Sky and C4 suffer biggest slumps in young commercial impacts

The number of linear TV ads seen by 16- to 34-year-old viewers has fallen by a fifth compared with a year ago.

'SAS: Who Dares Wins' aired on Channel 4 during the period
'SAS: Who Dares Wins' aired on Channel 4 during the period

Young audiences saw a fifth fewer TV ads in the first two months of this year compared with January and February 2018, with channels sold by Channel 4 and Sky Media showing the biggest declines.

Media agency figures for 1 January to 28 February show Sky Media’s commercial impacts – defined as one member of the target audience watching one ad – among 16- to 34-year-olds dropped by 23% year on year. Sky Media sells ads for third parties, such as Channel 5 owner Viacom, as well as its own channels.

The young audience decline is understood to have put considerable pressure on Sky Media's ability to deliver its group-wide deals with agencies.

On the main Channel 4 channel, 16-34 impacts fell 23%, while on the digital channels it sells, which include E4, UKTV’s portfolio and BT Sport, they slumped 25%.

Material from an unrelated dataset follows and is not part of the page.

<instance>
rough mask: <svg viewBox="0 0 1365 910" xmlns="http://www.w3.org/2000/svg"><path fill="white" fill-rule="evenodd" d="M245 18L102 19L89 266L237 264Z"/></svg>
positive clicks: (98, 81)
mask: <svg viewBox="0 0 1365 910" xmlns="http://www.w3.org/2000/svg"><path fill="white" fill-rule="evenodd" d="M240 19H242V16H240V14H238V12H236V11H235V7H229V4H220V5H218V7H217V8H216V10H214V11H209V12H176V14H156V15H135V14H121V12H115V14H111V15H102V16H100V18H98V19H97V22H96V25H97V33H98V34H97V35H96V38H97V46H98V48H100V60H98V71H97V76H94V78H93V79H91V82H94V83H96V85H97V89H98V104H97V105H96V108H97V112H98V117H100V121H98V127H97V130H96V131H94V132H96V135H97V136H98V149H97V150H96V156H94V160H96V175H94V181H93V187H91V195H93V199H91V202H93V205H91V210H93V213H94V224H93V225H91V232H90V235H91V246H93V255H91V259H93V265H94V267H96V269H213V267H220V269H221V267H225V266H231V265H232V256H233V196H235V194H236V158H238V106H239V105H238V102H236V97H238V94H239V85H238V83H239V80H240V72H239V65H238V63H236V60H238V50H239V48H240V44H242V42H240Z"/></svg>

Media agency calculations suggest 16-34 impacts only declined by 7% year on year on the core ITV channel over the same period, against a market down 21%. On ITV's digital channels, such as ITV2 – the home of Love Island – they declined by 15% in the same period.

"The most interesting thing for me is the performance of both Sky and Channel 4 compared with that of ITV," one senior media trader, who asked not to be named, said. 

"The broad narrative is that Netflix et al are taking a chunk out of TV viewing, and there is some truth in that, but what’s interesting is that they’re clearly taking a bigger chunk out of Sky and Channel 4 than they are out of ITV."

ITV’s push into subscription video-on-demand through a tie-up with the BBC could be motivated by this, the buyer said, as SVOD doesn’t appear to cannibalise its traditional TV performance as much as other broadcasters.

One media agency source suggested Sky’s linear audiences had been hit by the layout of Sky Q – which promotes on-demand content on its home page – and the decision to make the entire series of some shows available on demand at the same time. Some series were more popular than expected and so Sky Media had undersold the on-demand advertising slots around them.

It is understood that Sky's ambition is to extend Sky Q to all homes. Some media agencies are concerned about the impact this will have on Sky's linear viewing in the longer term.

A source close to Sky Media accepted Sky customers’ enthusiasm for bingeing on boxsets had taken them by surprise but dismissed the link to linear audience declines, citing the relatively small number of shows available. Sky Media will be better prepared when other shows are made available as boxsets.

Paul Richards, executive director, Dowgate Capital, said: "If you look at it as a whole, Sky generates its revenue from consumer subscriptions. Advertising is under 7% of revenue but, saying that, it's a high-margin revenue stream. If you look at investment in AdSmart you do see a role for advertising [in Sky's future] but it's all about the customer experience."

Sky Media’s audiences can under-perform in January and February when compared with the rest of the year. One of the reasons is the FA Cup, which is broadcast on the BBC and BT Sport and is scheduled in place of Premier League games. Celebrity Big Brother, which ran on Channel 5 in January 2018, has been cancelled.

Channel 4’s schedule in the first two months of 2019 was weighed towards public service broadcasting versus the same period in 2018, a source closer to the broadcaster said. Sky also changed the positions of Channel 4’s channels in April last year, making them less prominent and affecting the year-on-year comparisons.

Despite this, Channel 4’s share of young audiences in the period 1 January to 12 February is understood to have held relatively flat. More recently, Derry Girls, Leaving Neverland and Celebrity Great British Bake Off have delivered decent overnight audiences (1.8 million, 2.1 million and 3.1 million viewers respectively).

In January Ebiquity predicted the current rate of decline in audiences among 16-34s would spread to older viewers, push up prices and stop TV advertising being cost effective in the next five years. 

The report followed Bank of America Merrill Lynch analysts warning that TV broadcasters were underestimating the declines in audiences and the threat from digital video services, in a note that prompted ITV shares to drop by around 6%.

However, research by commercial marketing body Thinkbox showed that when linear and broadcast video-on-demand are combined, reach among 16-34s was roughly the same in 2017 as it was in 2007. Brands can achieve as cost-effective a reach as 10 years ago by planning across linear TV and broadcast video-on-demand, Thinkbox has demonstrated.